Leaving a leadership meeting, Sen. Orrin Hatch, R-Utah, said, "I doubt it" when asked if Senate Majority Leader Mitch McConnell would bring the legislation to the floor for a vote. And that was before Collins had solidified her position against it.

Collins' opposition caps off a months long effort to repeal the Affordable Care Act after years of campaign promises to do so. Senate Republicans failed to pass three other version of a repeal to Obamacare in late July when Collins, McCain and Sen. Lisa Murkowski, R-Alaska, all voted against it.

Murkowski has not yet indicated her position on Graham-Cassidy.

"Today, we find out that there is now a fourth version of the Graham-Cassidy proposal, which is as deeply flawed as the previous iterations. The fact that a new version of this bill was released the very week we are supposed to vote compounds the problem," Collins said in a statement announcing her opposition.

Collins announced her position despite changes being made to the bill to get remaining holdouts on board. An analysis of state-by-state health care funding shows that under Graham-Cassidy, Maine would see a 43 percent increase in federal health care funds, Arizona would get an additional 14 percent, Kentucky another 4 percent and Alaska 3 percent. But Collins said despite the positive numbers, Maine would still lose money by dismantling the Affordable Care Act.

"Maine still loses money under whichever version of the Graham-Cassidy bill we consider because the bills use what could be described as a 'give with one hand, take with the other' distribution model. Huge Medicaid cuts down the road more than offset any short-term influx of money," Collins said in her statement.

Collins announced her position after an incomplete analysis of an earlier version of Graham-Cassidy by the Congressional Budget Office found that "millions" would lose their health insurance under the plan.

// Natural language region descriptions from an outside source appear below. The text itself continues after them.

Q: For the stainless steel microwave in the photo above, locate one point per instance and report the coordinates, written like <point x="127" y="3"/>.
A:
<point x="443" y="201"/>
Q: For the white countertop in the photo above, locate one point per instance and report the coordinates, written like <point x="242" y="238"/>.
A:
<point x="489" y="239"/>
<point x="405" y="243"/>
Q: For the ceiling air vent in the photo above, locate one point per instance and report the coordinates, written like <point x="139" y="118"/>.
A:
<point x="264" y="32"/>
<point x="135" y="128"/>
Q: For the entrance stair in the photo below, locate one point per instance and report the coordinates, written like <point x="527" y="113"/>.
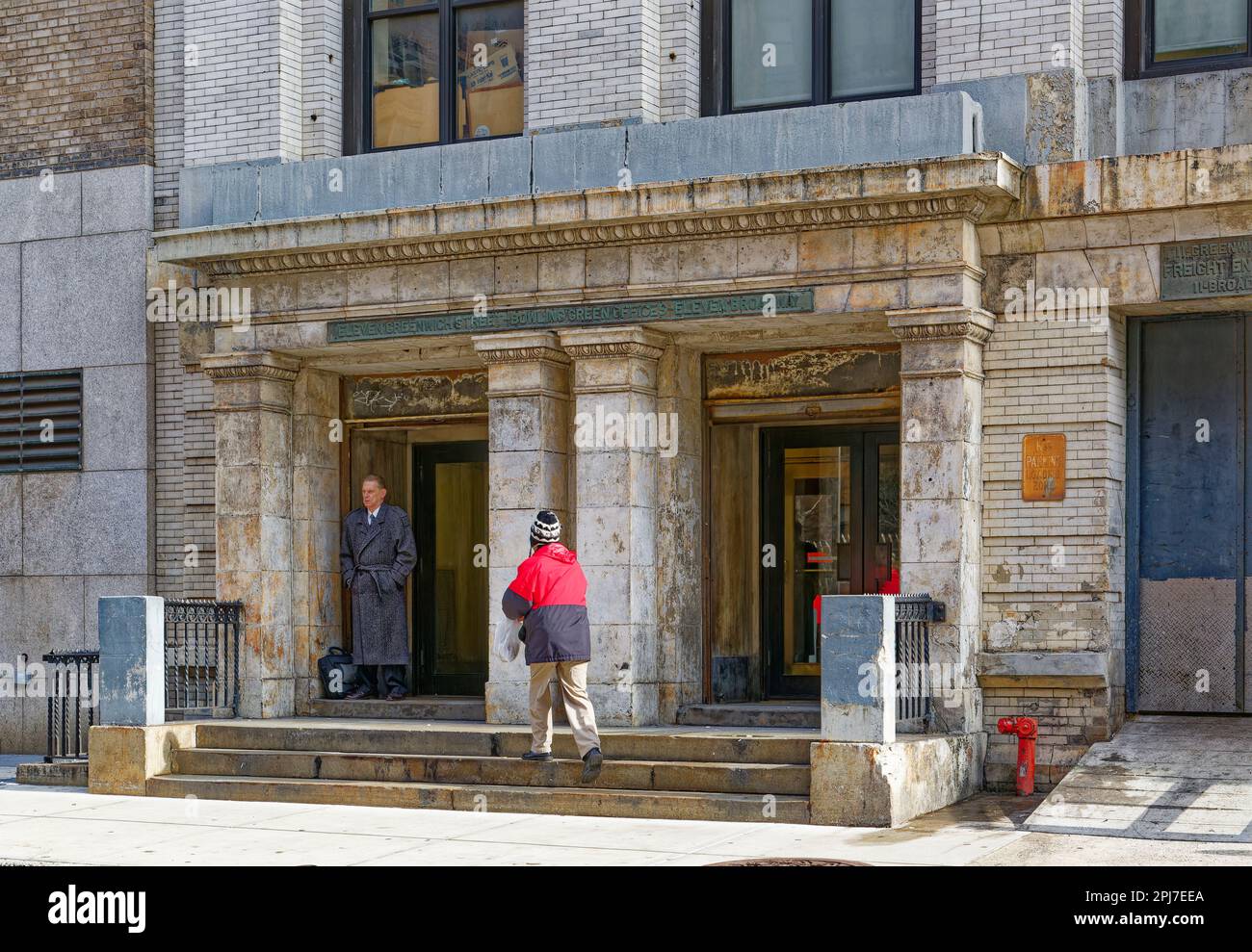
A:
<point x="1162" y="777"/>
<point x="677" y="772"/>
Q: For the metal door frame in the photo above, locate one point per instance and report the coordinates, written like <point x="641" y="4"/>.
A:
<point x="1134" y="502"/>
<point x="422" y="614"/>
<point x="863" y="442"/>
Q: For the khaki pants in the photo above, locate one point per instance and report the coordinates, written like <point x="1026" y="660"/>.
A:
<point x="572" y="676"/>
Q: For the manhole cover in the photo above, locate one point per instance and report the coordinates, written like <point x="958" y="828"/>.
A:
<point x="789" y="861"/>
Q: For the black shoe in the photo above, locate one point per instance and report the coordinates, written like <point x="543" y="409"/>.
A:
<point x="592" y="762"/>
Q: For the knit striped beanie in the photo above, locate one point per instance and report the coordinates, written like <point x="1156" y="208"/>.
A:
<point x="546" y="528"/>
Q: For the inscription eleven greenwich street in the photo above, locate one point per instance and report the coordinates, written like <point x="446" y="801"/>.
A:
<point x="780" y="301"/>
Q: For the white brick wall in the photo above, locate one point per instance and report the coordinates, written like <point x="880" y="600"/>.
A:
<point x="1103" y="39"/>
<point x="1052" y="572"/>
<point x="680" y="59"/>
<point x="322" y="78"/>
<point x="591" y="62"/>
<point x="997" y="38"/>
<point x="242" y="80"/>
<point x="168" y="66"/>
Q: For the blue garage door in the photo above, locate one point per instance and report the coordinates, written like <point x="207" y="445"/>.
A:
<point x="1188" y="514"/>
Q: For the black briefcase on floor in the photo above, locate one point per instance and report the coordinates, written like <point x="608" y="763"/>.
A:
<point x="337" y="672"/>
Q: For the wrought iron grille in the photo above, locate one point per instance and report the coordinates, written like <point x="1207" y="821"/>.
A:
<point x="73" y="681"/>
<point x="915" y="684"/>
<point x="201" y="658"/>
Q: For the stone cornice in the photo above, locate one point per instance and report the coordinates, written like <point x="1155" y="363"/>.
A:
<point x="942" y="324"/>
<point x="975" y="187"/>
<point x="250" y="366"/>
<point x="614" y="349"/>
<point x="522" y="354"/>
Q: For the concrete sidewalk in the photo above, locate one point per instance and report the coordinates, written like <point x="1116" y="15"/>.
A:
<point x="57" y="825"/>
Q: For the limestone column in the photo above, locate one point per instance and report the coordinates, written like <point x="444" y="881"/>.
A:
<point x="942" y="489"/>
<point x="251" y="399"/>
<point x="317" y="594"/>
<point x="527" y="422"/>
<point x="680" y="533"/>
<point x="614" y="403"/>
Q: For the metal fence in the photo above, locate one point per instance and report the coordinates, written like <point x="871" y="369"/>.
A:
<point x="914" y="704"/>
<point x="73" y="682"/>
<point x="201" y="658"/>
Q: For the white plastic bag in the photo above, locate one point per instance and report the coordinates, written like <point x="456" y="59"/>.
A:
<point x="508" y="644"/>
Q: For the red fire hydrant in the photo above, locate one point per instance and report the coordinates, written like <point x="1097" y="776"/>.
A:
<point x="1027" y="730"/>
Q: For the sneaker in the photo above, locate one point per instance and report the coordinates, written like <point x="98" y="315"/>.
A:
<point x="592" y="762"/>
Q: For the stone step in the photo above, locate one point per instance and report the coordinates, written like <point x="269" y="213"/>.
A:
<point x="451" y="738"/>
<point x="676" y="776"/>
<point x="587" y="802"/>
<point x="442" y="707"/>
<point x="743" y="714"/>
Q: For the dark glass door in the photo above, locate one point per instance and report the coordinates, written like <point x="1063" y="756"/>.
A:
<point x="830" y="508"/>
<point x="451" y="591"/>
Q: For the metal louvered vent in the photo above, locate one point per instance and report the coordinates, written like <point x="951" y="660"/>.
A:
<point x="40" y="421"/>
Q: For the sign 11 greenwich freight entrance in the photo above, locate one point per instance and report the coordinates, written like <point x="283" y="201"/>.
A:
<point x="630" y="312"/>
<point x="1206" y="270"/>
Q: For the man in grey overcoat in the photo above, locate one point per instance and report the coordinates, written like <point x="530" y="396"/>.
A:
<point x="376" y="555"/>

The rushed process to meet a September 30 deadline before the legislation expires that allows passage with just a simple majority frustrated a handful of senators, including McCain who had more problems with the process than the substance. He came out against the bill on Friday.

In an effort to calm the critics on a closed process, the Senate Finance Committee held the first and only hearing Monday afternoon on legislation. It turned out to be highly attended by passionate activists worried about their health care being stripped from them.

Protestors filled the hallways outside the hearing room that snaked around the corner and down the length of a city block. Hundreds of people chanted "shame" as Graham entered the hearing room to testify before the committee. Voluminous protests inside the hearing room delayed the start of the hearing. Chairman Orrin Hatch, R-Utah, attempted to gavel in the committee but protestors drowned him out. Police dragged them out, many of whom are disabled and in wheelchairs, out one by one.


             NBC News Coverage Sept 25, 2017

Once the committee room was clear of the public, the hearing began. Protestors maintained their chants in the hallway outside; their sound seeping through the doors providing constant background chanting.The Association of Health Insurance Plans and Blue Cross Blue Shield released prepared testimony before the hearing stating that they can't support Graham-Cassidy.

"The bill would have negative consequences on consumers and patients by further destabilizing the individual market; cutting Medicaid; pulling back on protections for pre-existing conditions; not ending taxes on health insurance premiums and benefits; and potentially allowing government-controlled, single-payer health care to grow," a summary of their testimony states.

Graham testified that Obamacare was a “disaster” in his state and boasted that "every major insurance company opposes our bill,” saying it was evidence that his legislation would give states more flexibility in dealing with them.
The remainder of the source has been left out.